Waste and fraud in government programs should be rooted out vigilantly.
Legislation should fix a problem with a fitting solution, not punish the needy.
Those two objectives must guide an Indiana General Assembly committee studying a proposal to require food stamp recipients to show a photo ID when they go to the grocery store. The idea, pushed by Republican state legislators, will be reviewed this summer and fall by a committee of lawmakers and could wind up as a bill during the Legislature’s 2014 session. In their offseason study, Hoosier legislators should focus on facts, not exaggeration.
The commonly used term “food stamps” refers to the federal Supplemental Nutrition Assistance Program, created to keep poor people from going hungry. Today, a SNAP recipient is issued an electronic benefits card, similar to a bank debit card, and slides it through the checkout machine at a store. U.S. Department of Agriculture guidelines currently require stores to treat SNAP recipients no differently than anyone else.
One of the primary reasons SNAP cardholders are handled equally goes to the heart of the program’s intent — feeding kids. Food-stamp benefits are assigned to families, not individuals. Requiring a photo ID could prevent children in a SNAP family from buying needed groceries. Also, the head of their household — as is the case with many low-income folks — may not possess a state-issued photo ID.
So, why would Indiana legislators try to impose a photo-ID requirement for food stamps after fellow Republicans in a dozen other states failed to enact similar measures? Reports of fraud incidents in a vast federal program understandably aggravate taxpayers. Those illegalities include SNAP cards being trafficked for cash, drugs and guns. The government has a responsibility to track down and prosecute those offenders.
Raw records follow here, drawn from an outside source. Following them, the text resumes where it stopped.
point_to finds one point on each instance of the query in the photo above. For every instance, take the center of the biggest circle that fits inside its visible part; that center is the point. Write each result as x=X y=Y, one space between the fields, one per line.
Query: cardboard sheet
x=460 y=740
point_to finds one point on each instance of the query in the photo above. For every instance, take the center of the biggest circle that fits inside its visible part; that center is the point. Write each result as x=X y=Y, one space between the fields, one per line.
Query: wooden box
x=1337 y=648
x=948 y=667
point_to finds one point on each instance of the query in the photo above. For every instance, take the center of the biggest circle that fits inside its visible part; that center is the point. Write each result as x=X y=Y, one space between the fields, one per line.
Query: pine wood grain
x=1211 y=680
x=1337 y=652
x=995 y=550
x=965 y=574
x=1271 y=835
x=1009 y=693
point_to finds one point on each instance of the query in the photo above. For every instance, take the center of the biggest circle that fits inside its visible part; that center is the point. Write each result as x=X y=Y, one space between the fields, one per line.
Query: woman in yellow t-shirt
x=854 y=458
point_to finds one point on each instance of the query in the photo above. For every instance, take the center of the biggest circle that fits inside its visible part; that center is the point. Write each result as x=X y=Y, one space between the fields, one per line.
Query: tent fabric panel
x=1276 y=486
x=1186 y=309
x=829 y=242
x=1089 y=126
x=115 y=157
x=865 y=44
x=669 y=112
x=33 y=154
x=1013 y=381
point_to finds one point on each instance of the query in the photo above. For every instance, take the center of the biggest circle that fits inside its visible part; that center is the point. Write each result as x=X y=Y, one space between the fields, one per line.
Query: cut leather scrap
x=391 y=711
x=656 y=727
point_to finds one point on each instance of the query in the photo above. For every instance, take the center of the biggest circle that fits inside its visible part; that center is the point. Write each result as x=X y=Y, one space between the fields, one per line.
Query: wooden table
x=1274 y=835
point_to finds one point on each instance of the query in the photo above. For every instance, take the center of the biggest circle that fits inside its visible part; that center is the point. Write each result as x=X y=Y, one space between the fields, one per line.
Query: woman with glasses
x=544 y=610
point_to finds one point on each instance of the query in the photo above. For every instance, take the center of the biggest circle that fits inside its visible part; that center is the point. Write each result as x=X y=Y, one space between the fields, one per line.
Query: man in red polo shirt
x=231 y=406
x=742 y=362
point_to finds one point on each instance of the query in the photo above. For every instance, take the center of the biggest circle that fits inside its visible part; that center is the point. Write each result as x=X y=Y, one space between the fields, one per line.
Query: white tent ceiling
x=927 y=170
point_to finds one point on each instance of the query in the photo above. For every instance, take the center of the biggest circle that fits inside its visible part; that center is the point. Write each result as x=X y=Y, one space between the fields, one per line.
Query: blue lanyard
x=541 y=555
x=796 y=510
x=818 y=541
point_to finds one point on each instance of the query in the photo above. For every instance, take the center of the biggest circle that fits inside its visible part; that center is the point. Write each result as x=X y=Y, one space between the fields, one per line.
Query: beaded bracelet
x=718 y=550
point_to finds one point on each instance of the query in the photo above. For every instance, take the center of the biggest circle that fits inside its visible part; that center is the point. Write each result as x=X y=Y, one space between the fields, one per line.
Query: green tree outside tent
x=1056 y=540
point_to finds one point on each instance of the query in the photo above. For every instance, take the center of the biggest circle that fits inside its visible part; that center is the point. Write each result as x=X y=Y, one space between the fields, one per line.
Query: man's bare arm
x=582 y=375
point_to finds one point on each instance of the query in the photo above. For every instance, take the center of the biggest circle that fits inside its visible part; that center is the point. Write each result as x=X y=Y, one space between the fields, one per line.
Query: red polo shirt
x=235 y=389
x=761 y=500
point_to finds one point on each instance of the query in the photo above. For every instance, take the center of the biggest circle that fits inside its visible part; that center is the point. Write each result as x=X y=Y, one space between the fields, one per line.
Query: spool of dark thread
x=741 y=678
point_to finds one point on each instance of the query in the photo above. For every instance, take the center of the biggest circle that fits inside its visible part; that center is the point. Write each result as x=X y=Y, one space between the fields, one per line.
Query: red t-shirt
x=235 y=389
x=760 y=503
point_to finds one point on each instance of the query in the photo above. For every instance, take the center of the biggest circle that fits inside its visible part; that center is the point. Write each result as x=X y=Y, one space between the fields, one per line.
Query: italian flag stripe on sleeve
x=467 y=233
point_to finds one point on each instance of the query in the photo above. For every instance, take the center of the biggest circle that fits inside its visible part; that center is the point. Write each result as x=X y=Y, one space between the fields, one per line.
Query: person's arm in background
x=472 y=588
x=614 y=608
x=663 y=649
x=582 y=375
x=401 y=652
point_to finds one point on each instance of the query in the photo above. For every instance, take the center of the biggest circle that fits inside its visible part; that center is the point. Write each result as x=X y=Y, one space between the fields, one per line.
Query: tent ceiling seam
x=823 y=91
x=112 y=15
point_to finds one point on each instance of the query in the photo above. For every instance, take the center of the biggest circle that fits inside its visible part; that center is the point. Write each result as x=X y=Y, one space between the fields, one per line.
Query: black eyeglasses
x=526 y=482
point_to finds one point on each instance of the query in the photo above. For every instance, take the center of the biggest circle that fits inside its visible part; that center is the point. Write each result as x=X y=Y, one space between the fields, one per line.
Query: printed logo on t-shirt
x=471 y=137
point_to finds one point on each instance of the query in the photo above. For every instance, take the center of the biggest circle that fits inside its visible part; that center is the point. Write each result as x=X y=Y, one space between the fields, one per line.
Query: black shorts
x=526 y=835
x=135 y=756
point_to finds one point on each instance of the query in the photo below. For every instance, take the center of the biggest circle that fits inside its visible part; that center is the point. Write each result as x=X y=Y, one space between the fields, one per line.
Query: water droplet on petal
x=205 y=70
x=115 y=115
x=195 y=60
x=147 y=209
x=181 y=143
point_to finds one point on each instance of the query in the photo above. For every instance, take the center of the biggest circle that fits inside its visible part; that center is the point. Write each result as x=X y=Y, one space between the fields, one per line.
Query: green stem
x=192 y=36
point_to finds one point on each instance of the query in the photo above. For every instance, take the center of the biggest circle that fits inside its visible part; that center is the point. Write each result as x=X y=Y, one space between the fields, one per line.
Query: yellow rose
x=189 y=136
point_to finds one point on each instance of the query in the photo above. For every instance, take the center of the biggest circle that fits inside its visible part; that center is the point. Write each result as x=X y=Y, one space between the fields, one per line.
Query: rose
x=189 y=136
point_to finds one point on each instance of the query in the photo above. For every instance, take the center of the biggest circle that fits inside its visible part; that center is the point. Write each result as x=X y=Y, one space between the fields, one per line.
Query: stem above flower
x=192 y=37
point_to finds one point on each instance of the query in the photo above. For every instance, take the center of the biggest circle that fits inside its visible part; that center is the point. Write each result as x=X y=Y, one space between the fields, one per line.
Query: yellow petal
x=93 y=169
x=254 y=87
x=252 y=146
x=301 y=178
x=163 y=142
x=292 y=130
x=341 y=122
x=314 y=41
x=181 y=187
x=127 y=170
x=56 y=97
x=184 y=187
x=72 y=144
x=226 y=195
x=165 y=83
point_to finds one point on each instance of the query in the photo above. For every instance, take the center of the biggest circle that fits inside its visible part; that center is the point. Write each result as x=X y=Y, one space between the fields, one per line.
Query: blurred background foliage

But the vast majority of families receiving SNAP assistance are not scamming the system; the fraudulent use of food stamps is rare and decreasing, according to the USDA, from 4 percent in 1998 to 1 percent today. The ranks of the recipients have indeed grown, from 28 million Americans five years ago to 48 million now. The numbers are up in Indiana, too, from 100,000 recipients 15 years ago to 925,000 in 2013, or 14 percent of Hoosiers.